Tom was the author of the weekly column, “Kollenborn’s Chronicles” in this newspaper and has been a friend to all who have gathered in wonder of the majesty and mystery of the Superstition Mountains.
One of Tom’s favorite subjects was the legends surrounding the Lost Dutchman gold mine. He met, interviewed and wrote stories about many prospectors’ quests for gold.
Tom did not believe that there was a Lost Dutchman’s Mine in the Superstitions. He regularly wrote of nearby sites he visited with placer gold present, but not the riches many proclaimed. “I will never find a lost gold mine, because I just don’t believe in them.” Tom wrote in his story “A Point of Reference.” “My real gold is gathering and recording history, and I hope some day it will be valuable to others.”
His readers and his friends knew that the real bonanza had already been found—Tom Kollenborn is the true mother lode of the Superstitions.
In his nearly 70 years living in the Superstition Mountain area, Tom was a working cowboy with the Barkley Cattle Company, a teacher in local schools, a lecturer for civic groups and colleges, a writer and a volunteer for conservation and veterans’ groups.

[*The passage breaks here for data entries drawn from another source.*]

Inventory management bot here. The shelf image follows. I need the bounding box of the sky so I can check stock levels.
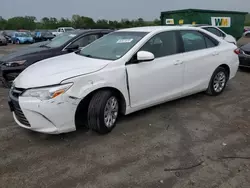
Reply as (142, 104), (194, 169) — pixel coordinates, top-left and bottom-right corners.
(0, 0), (250, 20)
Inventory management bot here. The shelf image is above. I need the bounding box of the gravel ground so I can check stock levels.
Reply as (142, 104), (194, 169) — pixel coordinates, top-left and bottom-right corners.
(0, 45), (250, 188)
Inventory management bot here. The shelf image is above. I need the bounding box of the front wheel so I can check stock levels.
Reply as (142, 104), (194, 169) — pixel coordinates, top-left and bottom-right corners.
(88, 90), (119, 134)
(206, 67), (229, 96)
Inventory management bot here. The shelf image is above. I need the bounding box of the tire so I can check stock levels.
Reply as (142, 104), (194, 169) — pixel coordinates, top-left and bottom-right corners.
(88, 90), (119, 134)
(206, 67), (229, 96)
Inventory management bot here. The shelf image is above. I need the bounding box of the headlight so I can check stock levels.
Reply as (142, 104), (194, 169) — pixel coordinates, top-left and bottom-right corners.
(3, 60), (26, 67)
(22, 83), (73, 100)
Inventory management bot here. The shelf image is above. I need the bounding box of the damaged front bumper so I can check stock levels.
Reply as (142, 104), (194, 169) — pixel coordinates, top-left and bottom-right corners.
(9, 93), (80, 134)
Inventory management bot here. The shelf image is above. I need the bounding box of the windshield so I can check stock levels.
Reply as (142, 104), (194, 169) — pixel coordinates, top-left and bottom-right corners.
(46, 33), (77, 48)
(16, 32), (30, 37)
(79, 31), (148, 60)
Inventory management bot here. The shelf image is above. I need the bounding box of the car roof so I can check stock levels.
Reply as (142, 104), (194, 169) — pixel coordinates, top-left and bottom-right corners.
(117, 26), (201, 32)
(65, 29), (112, 35)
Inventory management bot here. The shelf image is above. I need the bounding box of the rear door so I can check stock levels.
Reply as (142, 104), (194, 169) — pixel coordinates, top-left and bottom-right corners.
(180, 30), (220, 95)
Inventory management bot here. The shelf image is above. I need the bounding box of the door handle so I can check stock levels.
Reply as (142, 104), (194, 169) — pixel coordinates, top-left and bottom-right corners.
(174, 60), (183, 65)
(212, 52), (219, 56)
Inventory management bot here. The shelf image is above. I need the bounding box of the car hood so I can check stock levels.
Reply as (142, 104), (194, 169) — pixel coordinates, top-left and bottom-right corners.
(240, 43), (250, 52)
(14, 53), (111, 89)
(0, 47), (48, 62)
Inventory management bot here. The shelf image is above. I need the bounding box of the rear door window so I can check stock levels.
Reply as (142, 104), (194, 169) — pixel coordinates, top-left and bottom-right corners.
(202, 27), (224, 37)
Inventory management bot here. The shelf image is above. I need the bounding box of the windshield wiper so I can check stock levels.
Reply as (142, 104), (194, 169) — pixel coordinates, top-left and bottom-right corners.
(40, 45), (50, 48)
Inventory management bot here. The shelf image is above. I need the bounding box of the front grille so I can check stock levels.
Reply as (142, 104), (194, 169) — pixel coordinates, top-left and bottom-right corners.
(10, 88), (30, 127)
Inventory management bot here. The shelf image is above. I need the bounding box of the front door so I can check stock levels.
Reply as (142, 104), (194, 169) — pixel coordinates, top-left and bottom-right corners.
(126, 31), (184, 109)
(180, 30), (219, 95)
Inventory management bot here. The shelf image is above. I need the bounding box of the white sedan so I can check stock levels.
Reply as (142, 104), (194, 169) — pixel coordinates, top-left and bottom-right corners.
(9, 26), (239, 134)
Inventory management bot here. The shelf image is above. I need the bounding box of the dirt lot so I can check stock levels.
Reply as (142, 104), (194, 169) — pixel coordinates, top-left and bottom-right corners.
(0, 46), (250, 188)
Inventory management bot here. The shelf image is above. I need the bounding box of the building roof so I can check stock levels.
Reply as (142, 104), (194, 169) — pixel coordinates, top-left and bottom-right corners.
(161, 9), (248, 15)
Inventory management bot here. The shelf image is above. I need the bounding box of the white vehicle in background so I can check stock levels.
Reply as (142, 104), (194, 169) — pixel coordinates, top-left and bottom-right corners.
(9, 26), (239, 134)
(182, 24), (236, 45)
(52, 27), (75, 36)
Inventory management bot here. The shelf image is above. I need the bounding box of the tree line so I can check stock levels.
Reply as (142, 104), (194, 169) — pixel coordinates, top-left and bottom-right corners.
(0, 15), (160, 30)
(0, 14), (250, 30)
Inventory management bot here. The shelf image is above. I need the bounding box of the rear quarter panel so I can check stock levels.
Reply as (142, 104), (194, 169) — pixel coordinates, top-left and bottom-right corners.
(216, 42), (239, 79)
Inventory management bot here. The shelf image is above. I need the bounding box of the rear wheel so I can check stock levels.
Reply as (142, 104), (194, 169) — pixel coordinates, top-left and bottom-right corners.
(206, 67), (229, 96)
(88, 90), (119, 134)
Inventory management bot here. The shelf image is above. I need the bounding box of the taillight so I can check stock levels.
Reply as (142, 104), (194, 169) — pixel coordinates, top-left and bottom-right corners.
(234, 48), (241, 55)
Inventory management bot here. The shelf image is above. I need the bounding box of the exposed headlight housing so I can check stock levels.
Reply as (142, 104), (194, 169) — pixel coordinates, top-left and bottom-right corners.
(3, 60), (26, 67)
(22, 83), (73, 100)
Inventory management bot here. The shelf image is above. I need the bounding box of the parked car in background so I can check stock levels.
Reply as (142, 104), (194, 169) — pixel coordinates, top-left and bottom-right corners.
(0, 29), (112, 87)
(237, 31), (250, 47)
(2, 30), (15, 43)
(243, 26), (250, 33)
(11, 32), (34, 44)
(9, 26), (239, 134)
(33, 31), (55, 42)
(0, 33), (8, 46)
(52, 27), (75, 36)
(237, 43), (250, 68)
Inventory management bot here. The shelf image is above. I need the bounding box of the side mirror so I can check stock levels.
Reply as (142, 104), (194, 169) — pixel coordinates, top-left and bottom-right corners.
(66, 44), (79, 52)
(137, 51), (155, 62)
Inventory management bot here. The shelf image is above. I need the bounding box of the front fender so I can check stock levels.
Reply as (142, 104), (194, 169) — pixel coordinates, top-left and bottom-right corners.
(63, 69), (130, 106)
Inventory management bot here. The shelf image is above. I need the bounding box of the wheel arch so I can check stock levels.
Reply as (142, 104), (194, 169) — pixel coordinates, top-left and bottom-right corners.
(75, 87), (127, 128)
(219, 64), (231, 79)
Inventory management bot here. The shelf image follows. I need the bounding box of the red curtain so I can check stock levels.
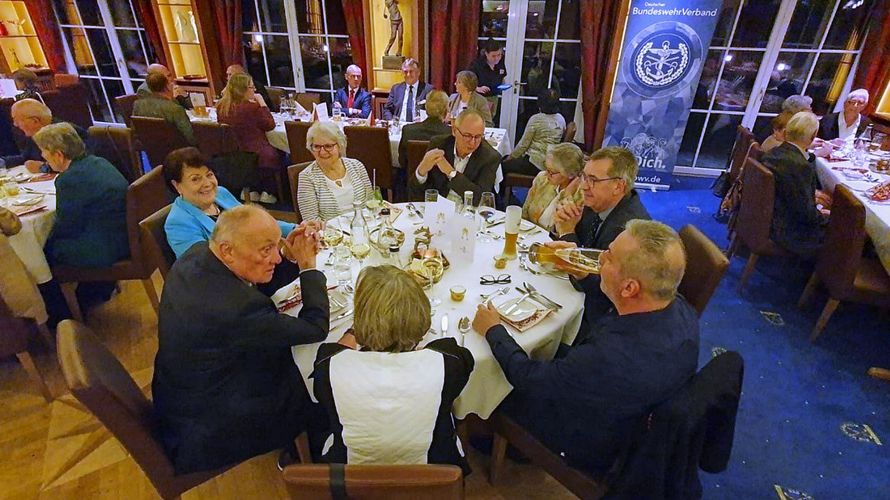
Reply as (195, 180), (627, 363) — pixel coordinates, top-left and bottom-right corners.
(853, 2), (890, 113)
(341, 0), (368, 77)
(580, 0), (621, 150)
(429, 0), (482, 92)
(25, 0), (68, 73)
(213, 0), (244, 68)
(133, 0), (167, 66)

Tom was born in 1938, the same year that the Don’s Club dedicated the “Dutchman’s Monument” that is now located in the heart of Apache Junction. The city’s mayor, Jeff Serdy said, “The Apache Junction area has lost a local legend with the passing of Tom Kollenborn. He leaves behind a void that cannot be filled by another person, but thankfully we will always have his written word that is larger than life.”
Tom graduated from Phoenix Union High School in 1956 and attended Arizona State Teacher’s College (now Arizona State University). He served in the United States Air Force and received his Master’s Degree in 1977 from ASU.

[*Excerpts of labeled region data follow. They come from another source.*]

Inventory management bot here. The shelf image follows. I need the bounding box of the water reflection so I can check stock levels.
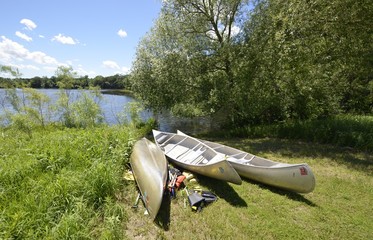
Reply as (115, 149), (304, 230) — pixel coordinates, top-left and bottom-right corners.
(0, 89), (212, 134)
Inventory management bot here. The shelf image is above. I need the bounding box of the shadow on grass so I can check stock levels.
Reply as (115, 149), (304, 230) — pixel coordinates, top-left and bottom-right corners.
(198, 175), (247, 207)
(217, 138), (373, 175)
(154, 191), (171, 231)
(242, 178), (318, 207)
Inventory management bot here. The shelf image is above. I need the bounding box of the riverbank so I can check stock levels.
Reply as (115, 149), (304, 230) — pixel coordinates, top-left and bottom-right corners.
(0, 123), (373, 239)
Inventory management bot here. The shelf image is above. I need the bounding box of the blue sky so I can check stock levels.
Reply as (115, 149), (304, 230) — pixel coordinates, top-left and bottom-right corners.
(0, 0), (162, 78)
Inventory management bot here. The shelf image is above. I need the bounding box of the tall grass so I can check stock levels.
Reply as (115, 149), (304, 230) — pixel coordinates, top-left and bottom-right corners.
(212, 115), (373, 151)
(0, 126), (140, 239)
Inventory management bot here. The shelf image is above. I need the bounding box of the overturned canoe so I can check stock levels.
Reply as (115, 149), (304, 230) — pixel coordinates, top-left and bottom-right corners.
(178, 131), (315, 193)
(153, 130), (242, 184)
(130, 138), (168, 219)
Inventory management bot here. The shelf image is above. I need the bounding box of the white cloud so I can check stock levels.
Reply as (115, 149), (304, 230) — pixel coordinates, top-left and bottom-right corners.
(52, 33), (78, 45)
(102, 60), (120, 70)
(122, 67), (131, 74)
(16, 31), (32, 42)
(117, 29), (127, 38)
(20, 18), (37, 30)
(0, 36), (59, 65)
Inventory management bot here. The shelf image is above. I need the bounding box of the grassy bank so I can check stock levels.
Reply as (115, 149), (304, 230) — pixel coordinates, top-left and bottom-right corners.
(210, 115), (373, 151)
(0, 121), (373, 239)
(0, 127), (144, 239)
(126, 138), (373, 239)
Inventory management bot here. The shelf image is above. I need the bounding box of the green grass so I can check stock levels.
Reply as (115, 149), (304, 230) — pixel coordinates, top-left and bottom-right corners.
(0, 127), (138, 239)
(214, 115), (373, 151)
(0, 121), (373, 239)
(126, 138), (373, 239)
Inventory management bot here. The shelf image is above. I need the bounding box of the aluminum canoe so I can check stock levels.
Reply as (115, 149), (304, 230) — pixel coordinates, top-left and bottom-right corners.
(153, 130), (242, 184)
(130, 138), (168, 219)
(177, 131), (316, 193)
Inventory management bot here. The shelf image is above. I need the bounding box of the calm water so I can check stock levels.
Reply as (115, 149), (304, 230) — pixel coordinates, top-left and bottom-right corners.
(0, 89), (211, 134)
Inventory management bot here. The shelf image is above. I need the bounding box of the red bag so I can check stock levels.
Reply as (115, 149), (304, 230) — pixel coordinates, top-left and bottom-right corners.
(175, 175), (186, 189)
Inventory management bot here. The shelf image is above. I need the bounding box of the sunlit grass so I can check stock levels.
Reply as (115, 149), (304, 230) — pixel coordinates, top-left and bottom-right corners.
(126, 138), (373, 239)
(0, 116), (373, 239)
(0, 126), (139, 239)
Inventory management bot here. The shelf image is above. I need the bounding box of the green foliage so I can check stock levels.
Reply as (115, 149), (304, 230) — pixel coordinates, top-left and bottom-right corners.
(131, 0), (246, 118)
(0, 126), (140, 239)
(131, 0), (373, 126)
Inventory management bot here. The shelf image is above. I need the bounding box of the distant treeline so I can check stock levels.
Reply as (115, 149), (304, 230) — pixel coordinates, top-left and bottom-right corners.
(0, 74), (132, 89)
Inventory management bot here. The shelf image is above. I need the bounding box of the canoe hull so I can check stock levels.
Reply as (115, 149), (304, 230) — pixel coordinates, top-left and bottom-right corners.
(230, 160), (315, 193)
(153, 130), (242, 184)
(178, 131), (316, 193)
(130, 138), (168, 219)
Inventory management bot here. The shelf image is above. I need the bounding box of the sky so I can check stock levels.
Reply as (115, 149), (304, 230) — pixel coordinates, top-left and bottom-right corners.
(0, 0), (162, 78)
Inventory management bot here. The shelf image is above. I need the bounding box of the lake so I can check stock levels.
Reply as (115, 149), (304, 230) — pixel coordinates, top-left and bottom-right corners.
(0, 89), (211, 134)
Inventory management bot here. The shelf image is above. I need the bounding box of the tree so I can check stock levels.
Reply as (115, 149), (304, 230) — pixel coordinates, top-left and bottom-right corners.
(55, 66), (77, 89)
(132, 0), (247, 120)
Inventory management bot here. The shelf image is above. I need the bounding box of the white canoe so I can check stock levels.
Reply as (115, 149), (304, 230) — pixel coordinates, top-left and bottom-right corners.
(130, 138), (168, 219)
(178, 131), (315, 193)
(153, 130), (242, 184)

He and his wife Sharon were early investors in Apache Land, where many familiar western legends were produced as movies and TV shows.
Based on a handshake, The News began publishing “Kollenborn’s Chronicles” more than 15 years ago and will continue to rotate the thousands of stories Tom has bequeathed.

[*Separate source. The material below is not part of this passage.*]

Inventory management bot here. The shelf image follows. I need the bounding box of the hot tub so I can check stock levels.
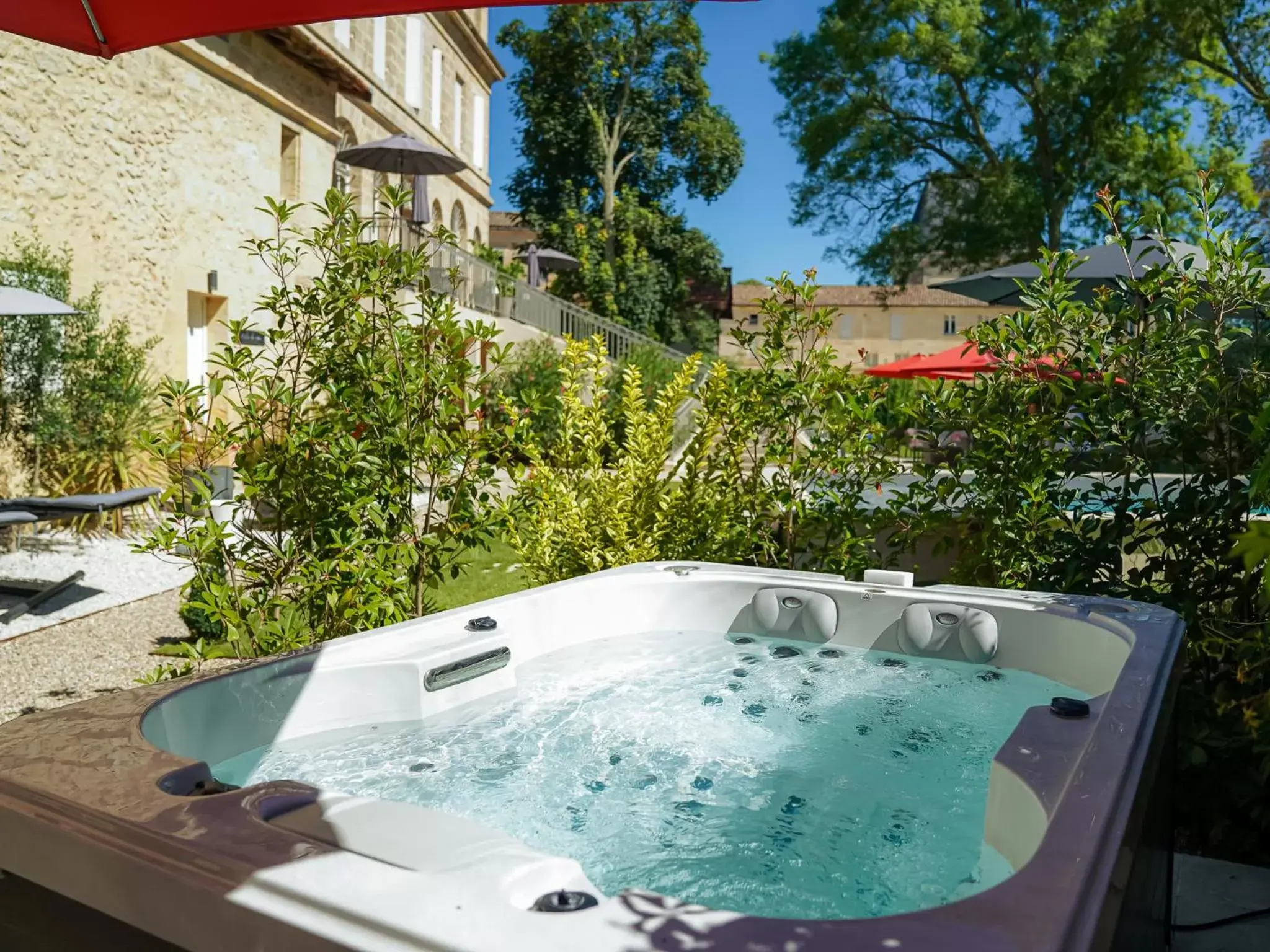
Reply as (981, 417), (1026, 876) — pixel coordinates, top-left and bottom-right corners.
(0, 563), (1183, 952)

The outpouring of support for his family from his friends and neighbors attest to the lasting impression he’s made. “We have lost a piece of our history,” said Robin Barker, AJ Councilwoman and publisher of The News. “We will mourn the man, but his memories of the history of our area will go on.”
A memorial service at Lost Dutchman State Park is being planned, but details have yet to be finalized. The News will publish the time and date when available.